Compute the sample variance of a vector or array `v`, optionally along dimensions in `region`. The algorithm will return an estimator of the generative distribution's variance under the assumption that each entry of `v` is an IID drawn from that generative distribution. This computation is equivalent to calculating `sumabs2(v - mean(v)) / (length(v) - 1)`. Note: Julia does not ignore `NaN` values in the computation. For applications requiring the handling of missing data, the `DataArray` package is recommended.

## Examples

1. Compute sample variance of a vector:

``````julia> v = [1, 2, 3, 4, 5];
julia> var(v)
2.5``````

This example calculates the sample variance of the vector `v`.

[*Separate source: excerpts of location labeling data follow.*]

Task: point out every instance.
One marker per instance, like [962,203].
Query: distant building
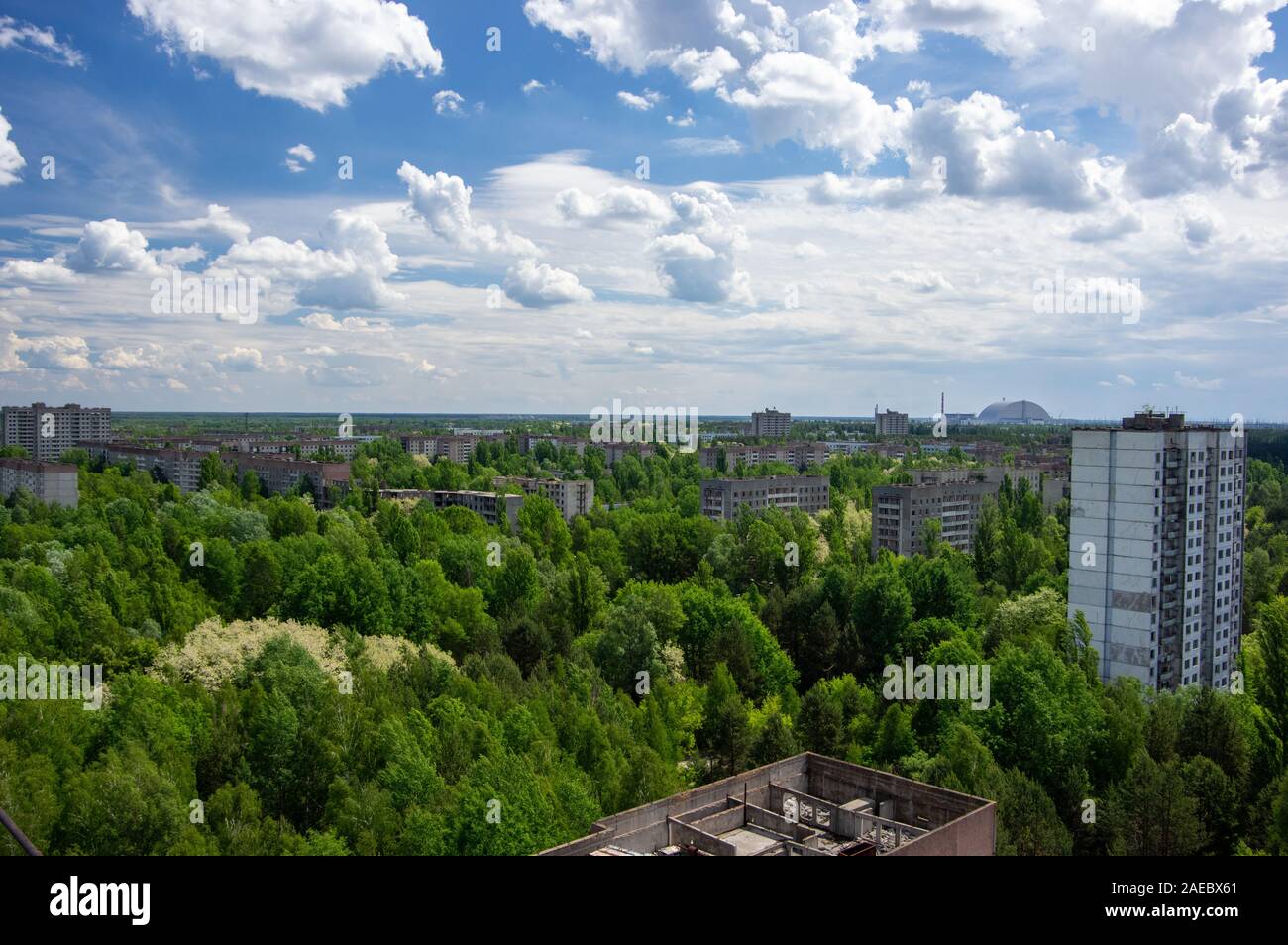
[54,483]
[47,433]
[181,468]
[807,804]
[890,424]
[617,450]
[1013,412]
[771,424]
[282,473]
[571,496]
[900,512]
[722,497]
[455,448]
[343,447]
[490,506]
[1155,549]
[799,455]
[528,442]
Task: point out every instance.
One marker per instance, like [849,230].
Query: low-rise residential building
[528,442]
[571,496]
[799,455]
[890,424]
[458,448]
[490,506]
[900,512]
[617,450]
[282,473]
[722,497]
[343,447]
[48,432]
[54,483]
[806,804]
[181,468]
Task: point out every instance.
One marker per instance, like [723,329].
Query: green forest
[387,679]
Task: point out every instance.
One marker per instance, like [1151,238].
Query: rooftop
[806,804]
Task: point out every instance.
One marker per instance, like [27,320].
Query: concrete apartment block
[900,512]
[571,496]
[890,424]
[722,497]
[528,442]
[179,467]
[1155,549]
[47,432]
[771,424]
[490,506]
[54,483]
[799,455]
[807,804]
[616,450]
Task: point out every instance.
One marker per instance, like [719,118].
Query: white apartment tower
[47,433]
[1155,549]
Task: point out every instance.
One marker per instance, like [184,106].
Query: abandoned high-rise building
[1155,548]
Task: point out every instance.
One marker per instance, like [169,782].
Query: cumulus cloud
[442,202]
[695,253]
[218,224]
[806,98]
[243,360]
[343,376]
[614,205]
[50,353]
[325,321]
[11,161]
[312,52]
[348,271]
[150,358]
[39,40]
[1190,382]
[540,286]
[297,158]
[640,103]
[449,103]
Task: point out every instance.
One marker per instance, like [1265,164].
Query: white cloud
[297,158]
[11,161]
[1196,382]
[348,271]
[443,202]
[38,40]
[695,253]
[325,321]
[640,103]
[449,103]
[617,204]
[343,376]
[51,353]
[704,147]
[243,358]
[112,246]
[310,54]
[539,286]
[150,357]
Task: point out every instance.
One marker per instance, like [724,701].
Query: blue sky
[845,204]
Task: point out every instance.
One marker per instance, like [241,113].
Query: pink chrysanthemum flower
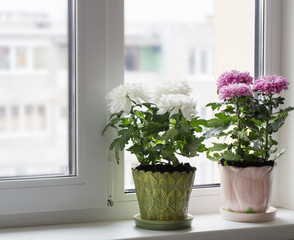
[233,77]
[270,84]
[236,89]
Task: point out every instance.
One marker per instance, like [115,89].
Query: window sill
[208,226]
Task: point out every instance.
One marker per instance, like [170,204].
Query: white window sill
[204,226]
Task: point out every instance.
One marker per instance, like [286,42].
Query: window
[68,94]
[100,55]
[162,43]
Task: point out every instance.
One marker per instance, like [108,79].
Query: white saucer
[269,215]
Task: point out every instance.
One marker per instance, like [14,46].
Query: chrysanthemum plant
[246,119]
[157,131]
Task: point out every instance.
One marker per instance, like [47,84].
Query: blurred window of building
[34,86]
[194,40]
[40,56]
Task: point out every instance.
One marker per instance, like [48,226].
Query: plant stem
[238,123]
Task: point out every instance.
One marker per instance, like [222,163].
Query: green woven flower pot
[163,197]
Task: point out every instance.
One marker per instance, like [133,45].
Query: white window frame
[84,197]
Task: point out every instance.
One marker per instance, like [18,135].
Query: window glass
[195,40]
[34,138]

2. Compute sample variance along a specific dimension of an array:

``````julia> A = [1 2 3; 4 5 6; 7 8 9];
julia> var(A, 1)
6-element Array{Float64,1}:
9.0
9.0
9.0``````

Here, the `var` function calculates the sample variance along the first dimension (`1`) of the array `A`.

3. Compute sample variance along multiple dimensions of an array:
``````julia> B = [1 2 3; 4 5 6; 7 8 9];
julia> var(B, (1, 2))
1-element Array{Float64,1}:
6.666666666666667``````

In this example, the `var` function calculates the sample variance along both dimensions (`1` and `2`) of the array `B`.

Note: Julia does not ignore `NaN` values in the computation. If your data contains `NaN` values and you want to handle missing data, it is recommended to use the `DataArray` package.